Buffalo is the second largest city in the state of New York and the 81st-most populous city in the United States. As of July 2016[update], the population was 256,902, a slight decrease from the 2010 census. It is the principal municipality of the Buffalo-Niagara Falls metropolitan area, a region with 1,134,210 residents in the MSA and 1,213,668 in the CSA. The city serves as the county seat of Erie County. The city is also a major gateway for commerce and travel for the Canada-United States border, forming part of the bi-national Buffalo Niagara Region.
The Buffalo area was inhabited before the 17th century by the Native American Iroquois tribe and later by French settlers.
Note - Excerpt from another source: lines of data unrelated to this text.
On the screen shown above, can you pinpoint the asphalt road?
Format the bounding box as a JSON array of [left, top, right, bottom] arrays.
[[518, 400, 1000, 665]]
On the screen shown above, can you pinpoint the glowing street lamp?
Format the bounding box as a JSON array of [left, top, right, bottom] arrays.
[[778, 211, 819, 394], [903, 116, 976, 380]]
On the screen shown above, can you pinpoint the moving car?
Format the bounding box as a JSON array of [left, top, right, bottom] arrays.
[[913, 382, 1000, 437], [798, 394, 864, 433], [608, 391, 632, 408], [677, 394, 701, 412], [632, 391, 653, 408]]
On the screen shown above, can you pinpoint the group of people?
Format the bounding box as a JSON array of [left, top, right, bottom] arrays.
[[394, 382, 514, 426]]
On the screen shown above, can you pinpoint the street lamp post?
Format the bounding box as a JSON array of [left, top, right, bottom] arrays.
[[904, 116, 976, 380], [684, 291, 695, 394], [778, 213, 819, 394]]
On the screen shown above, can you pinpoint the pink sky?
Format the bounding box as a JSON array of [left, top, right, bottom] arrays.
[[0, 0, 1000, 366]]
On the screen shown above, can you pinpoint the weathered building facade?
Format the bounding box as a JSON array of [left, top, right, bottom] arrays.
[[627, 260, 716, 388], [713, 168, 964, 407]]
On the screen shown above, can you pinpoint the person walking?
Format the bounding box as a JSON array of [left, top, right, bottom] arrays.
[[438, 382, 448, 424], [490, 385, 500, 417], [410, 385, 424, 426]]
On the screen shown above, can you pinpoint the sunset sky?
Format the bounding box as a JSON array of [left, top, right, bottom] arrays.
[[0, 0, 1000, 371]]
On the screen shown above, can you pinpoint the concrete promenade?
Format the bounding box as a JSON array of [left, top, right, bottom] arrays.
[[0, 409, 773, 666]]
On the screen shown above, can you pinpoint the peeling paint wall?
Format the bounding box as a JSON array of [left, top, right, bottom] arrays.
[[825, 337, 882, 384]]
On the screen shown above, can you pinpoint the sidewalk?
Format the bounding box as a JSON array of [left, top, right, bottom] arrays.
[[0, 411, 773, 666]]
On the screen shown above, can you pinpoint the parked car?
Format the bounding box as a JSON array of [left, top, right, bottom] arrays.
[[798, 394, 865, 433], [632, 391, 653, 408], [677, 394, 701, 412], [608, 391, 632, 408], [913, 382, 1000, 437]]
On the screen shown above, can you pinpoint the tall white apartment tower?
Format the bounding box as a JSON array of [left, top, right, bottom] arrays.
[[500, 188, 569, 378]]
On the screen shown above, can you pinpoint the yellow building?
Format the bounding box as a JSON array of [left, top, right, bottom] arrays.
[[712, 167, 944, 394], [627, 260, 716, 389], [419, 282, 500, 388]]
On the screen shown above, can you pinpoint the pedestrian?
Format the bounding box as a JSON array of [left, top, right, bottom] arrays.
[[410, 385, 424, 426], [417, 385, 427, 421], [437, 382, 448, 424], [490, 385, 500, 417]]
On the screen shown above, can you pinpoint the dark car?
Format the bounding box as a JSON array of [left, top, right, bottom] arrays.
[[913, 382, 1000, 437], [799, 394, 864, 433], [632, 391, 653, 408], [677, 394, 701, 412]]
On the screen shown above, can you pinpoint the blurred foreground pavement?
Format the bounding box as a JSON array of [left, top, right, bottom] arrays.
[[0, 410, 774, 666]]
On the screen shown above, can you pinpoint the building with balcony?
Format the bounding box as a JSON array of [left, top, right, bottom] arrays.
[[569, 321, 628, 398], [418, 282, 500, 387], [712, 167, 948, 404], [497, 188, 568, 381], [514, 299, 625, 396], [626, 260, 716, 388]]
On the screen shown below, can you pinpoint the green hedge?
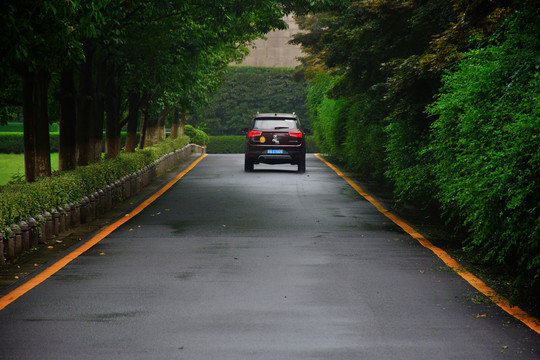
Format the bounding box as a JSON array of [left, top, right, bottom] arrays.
[[0, 122, 59, 132], [0, 136, 189, 231], [0, 131, 139, 154], [184, 125, 209, 146], [206, 135, 319, 154]]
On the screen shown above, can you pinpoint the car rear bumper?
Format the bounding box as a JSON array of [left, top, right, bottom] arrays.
[[246, 149, 305, 164]]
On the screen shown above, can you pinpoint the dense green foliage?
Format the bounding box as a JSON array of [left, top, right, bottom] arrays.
[[190, 66, 309, 135], [0, 136, 189, 231], [424, 12, 540, 284], [0, 131, 146, 156], [296, 0, 540, 288], [184, 125, 209, 146], [0, 0, 290, 182]]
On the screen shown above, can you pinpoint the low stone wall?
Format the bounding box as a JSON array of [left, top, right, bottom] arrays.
[[0, 144, 206, 265]]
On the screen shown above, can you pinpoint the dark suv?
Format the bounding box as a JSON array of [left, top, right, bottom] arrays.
[[244, 113, 306, 172]]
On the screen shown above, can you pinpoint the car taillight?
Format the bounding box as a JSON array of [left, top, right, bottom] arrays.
[[248, 130, 262, 137], [289, 131, 304, 138]]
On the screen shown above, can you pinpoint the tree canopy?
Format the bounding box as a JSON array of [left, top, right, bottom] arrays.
[[0, 0, 292, 181]]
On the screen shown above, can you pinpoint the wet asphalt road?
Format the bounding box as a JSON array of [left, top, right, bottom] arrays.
[[0, 155, 540, 360]]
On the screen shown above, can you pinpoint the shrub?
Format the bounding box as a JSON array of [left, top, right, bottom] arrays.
[[426, 13, 540, 279], [184, 125, 209, 146], [206, 135, 246, 154], [0, 136, 189, 231]]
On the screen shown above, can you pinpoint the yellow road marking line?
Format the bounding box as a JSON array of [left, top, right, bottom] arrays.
[[315, 154, 540, 334], [0, 154, 207, 310]]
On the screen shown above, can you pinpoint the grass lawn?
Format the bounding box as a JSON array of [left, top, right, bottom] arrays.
[[0, 153, 58, 185]]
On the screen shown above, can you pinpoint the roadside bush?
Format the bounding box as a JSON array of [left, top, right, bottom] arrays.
[[206, 135, 246, 154], [0, 131, 139, 154], [0, 136, 189, 231], [184, 125, 210, 146], [425, 12, 540, 280]]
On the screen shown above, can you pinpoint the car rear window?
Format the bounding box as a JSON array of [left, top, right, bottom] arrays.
[[253, 119, 298, 130]]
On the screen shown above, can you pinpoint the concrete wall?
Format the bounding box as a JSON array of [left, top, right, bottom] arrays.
[[237, 16, 302, 67]]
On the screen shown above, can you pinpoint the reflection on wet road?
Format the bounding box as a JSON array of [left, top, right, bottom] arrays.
[[0, 155, 540, 360]]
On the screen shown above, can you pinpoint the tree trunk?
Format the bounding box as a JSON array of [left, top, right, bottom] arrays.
[[34, 72, 51, 176], [126, 92, 141, 152], [171, 108, 180, 139], [156, 109, 167, 144], [88, 60, 107, 162], [139, 98, 148, 149], [23, 73, 36, 182], [144, 114, 158, 147], [76, 44, 93, 166], [58, 68, 77, 170], [180, 111, 186, 136], [105, 76, 120, 159]]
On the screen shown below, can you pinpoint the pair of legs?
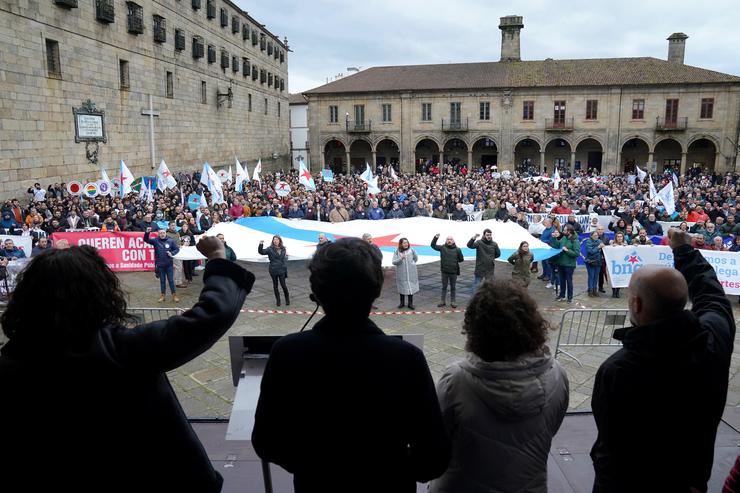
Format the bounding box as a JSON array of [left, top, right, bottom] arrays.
[[270, 274, 290, 306], [398, 294, 414, 310], [439, 272, 457, 308], [558, 265, 576, 301]]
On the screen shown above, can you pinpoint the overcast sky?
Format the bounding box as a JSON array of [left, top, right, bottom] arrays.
[[236, 0, 740, 93]]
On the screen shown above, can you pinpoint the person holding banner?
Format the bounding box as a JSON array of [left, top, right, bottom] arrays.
[[257, 235, 290, 306], [144, 228, 180, 303], [591, 228, 736, 493]]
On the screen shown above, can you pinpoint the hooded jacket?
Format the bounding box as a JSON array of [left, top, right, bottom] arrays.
[[431, 350, 568, 493]]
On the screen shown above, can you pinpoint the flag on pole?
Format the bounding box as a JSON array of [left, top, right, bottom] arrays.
[[658, 181, 676, 215], [118, 159, 134, 197], [298, 159, 316, 192], [252, 159, 262, 185], [157, 159, 177, 192], [649, 176, 658, 200], [635, 165, 647, 183], [234, 158, 249, 193]]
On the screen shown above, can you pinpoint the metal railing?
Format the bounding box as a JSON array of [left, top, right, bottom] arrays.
[[555, 309, 629, 366]]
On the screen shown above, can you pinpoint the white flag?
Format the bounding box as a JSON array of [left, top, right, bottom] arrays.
[[649, 176, 658, 200], [658, 181, 676, 215], [157, 159, 177, 192], [234, 158, 249, 193], [252, 159, 262, 184], [118, 159, 134, 197], [635, 165, 647, 183]]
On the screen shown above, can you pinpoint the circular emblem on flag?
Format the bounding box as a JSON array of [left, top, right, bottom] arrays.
[[82, 181, 98, 199], [275, 181, 290, 197], [67, 181, 82, 195], [98, 180, 113, 195]]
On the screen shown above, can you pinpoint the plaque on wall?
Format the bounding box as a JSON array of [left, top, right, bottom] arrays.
[[72, 99, 106, 143]]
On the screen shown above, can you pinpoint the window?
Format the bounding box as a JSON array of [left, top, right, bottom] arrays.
[[421, 103, 432, 122], [479, 101, 491, 120], [522, 101, 534, 120], [165, 72, 175, 99], [586, 99, 599, 120], [381, 104, 393, 122], [153, 15, 167, 43], [126, 2, 144, 34], [175, 29, 185, 51], [118, 60, 131, 90], [632, 99, 645, 120], [665, 99, 678, 125], [552, 101, 565, 125], [46, 39, 62, 79]]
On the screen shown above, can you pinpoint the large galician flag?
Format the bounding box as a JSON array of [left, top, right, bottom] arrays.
[[175, 217, 560, 267]]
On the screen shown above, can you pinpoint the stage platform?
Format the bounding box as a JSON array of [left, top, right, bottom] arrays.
[[193, 407, 740, 493]]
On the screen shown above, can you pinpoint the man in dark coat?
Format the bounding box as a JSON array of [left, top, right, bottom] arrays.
[[432, 233, 464, 308], [0, 238, 254, 493], [591, 229, 735, 493], [252, 238, 450, 493], [467, 228, 501, 293]]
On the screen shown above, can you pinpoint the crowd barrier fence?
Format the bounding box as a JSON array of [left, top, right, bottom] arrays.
[[555, 309, 629, 367]]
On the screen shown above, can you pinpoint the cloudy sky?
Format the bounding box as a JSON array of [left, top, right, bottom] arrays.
[[236, 0, 740, 92]]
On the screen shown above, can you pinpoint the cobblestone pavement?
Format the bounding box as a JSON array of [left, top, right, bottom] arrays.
[[102, 261, 740, 418]]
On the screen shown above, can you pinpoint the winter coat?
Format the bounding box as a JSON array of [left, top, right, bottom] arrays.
[[432, 236, 465, 276], [467, 237, 501, 278], [430, 350, 568, 493], [508, 251, 534, 287], [0, 259, 254, 493], [591, 245, 735, 493], [257, 243, 288, 277], [144, 231, 180, 269], [393, 248, 419, 295]]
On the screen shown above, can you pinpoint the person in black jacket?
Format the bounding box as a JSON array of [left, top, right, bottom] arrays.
[[0, 238, 254, 493], [591, 229, 735, 493], [257, 235, 290, 306], [252, 238, 450, 493]]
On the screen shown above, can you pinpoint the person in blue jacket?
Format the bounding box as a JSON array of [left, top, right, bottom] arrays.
[[144, 228, 180, 303]]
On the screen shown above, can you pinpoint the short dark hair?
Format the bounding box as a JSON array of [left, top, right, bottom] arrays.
[[308, 238, 383, 319], [0, 245, 130, 348], [463, 279, 549, 361]]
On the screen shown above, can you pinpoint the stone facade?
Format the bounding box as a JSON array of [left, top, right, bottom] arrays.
[[0, 0, 290, 197]]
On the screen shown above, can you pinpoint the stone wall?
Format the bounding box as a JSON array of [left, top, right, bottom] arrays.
[[0, 0, 290, 197]]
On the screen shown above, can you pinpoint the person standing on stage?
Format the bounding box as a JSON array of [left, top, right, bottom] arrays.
[[467, 228, 501, 293], [393, 238, 419, 310], [432, 233, 465, 308], [257, 235, 290, 306]]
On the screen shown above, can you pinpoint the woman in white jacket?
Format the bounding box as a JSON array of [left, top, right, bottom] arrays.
[[393, 238, 419, 310], [430, 280, 568, 493]]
The city grew significantly in the 19th and 20th centuries as a result of immigration, the construction of the Erie Canal, the construction of rail transportation, and its close proximity to Lake Erie. This growth provided an abundance of fresh water and an ample trade route to the Midwestern United States while grooming its economy for the grain, steel and automobile industries that dominated the city's economy during the 20th century. Since the city's economy relied heavily on manufacturing, deindustrialization in the latter half of the 20th century led to a steady decline in population. While some manufacturing activity remains, Buffalo's economy has transitioned to service industries with a greater emphasis on healthcare, research and higher education, which emerged following the Great Recession.
Buffalo is located on the eastern shore of Lake Erie, at the head of the Niagara River, and 16 miles south of Niagara Falls. Buffalo is recognized for its early embrace of electric power, owing to the nickname "the City of Light." The city is also famous for its urban planning and layout by Joseph Ellicott, an extensive system of parks designed by Frederick Law Olmsted, as well as significant architectural works spanning multiple centuries. It is a cultural center blending Northeastern and Midwestern United States traditions, with dozens of prominent annual festivals (including Taste of Buffalo and Allentown Art Festival), two professional sports teams (Buffalo Bills and Buffalo Sabres), and a long-standing music and arts scene.
The city of Buffalo received its name from a nearby creek called Buffalo Creek. British military engineer Captain John Montresor made reference to "Buffalo Creek" in his 1764 journal, which may be the earliest recorded appearance of the name.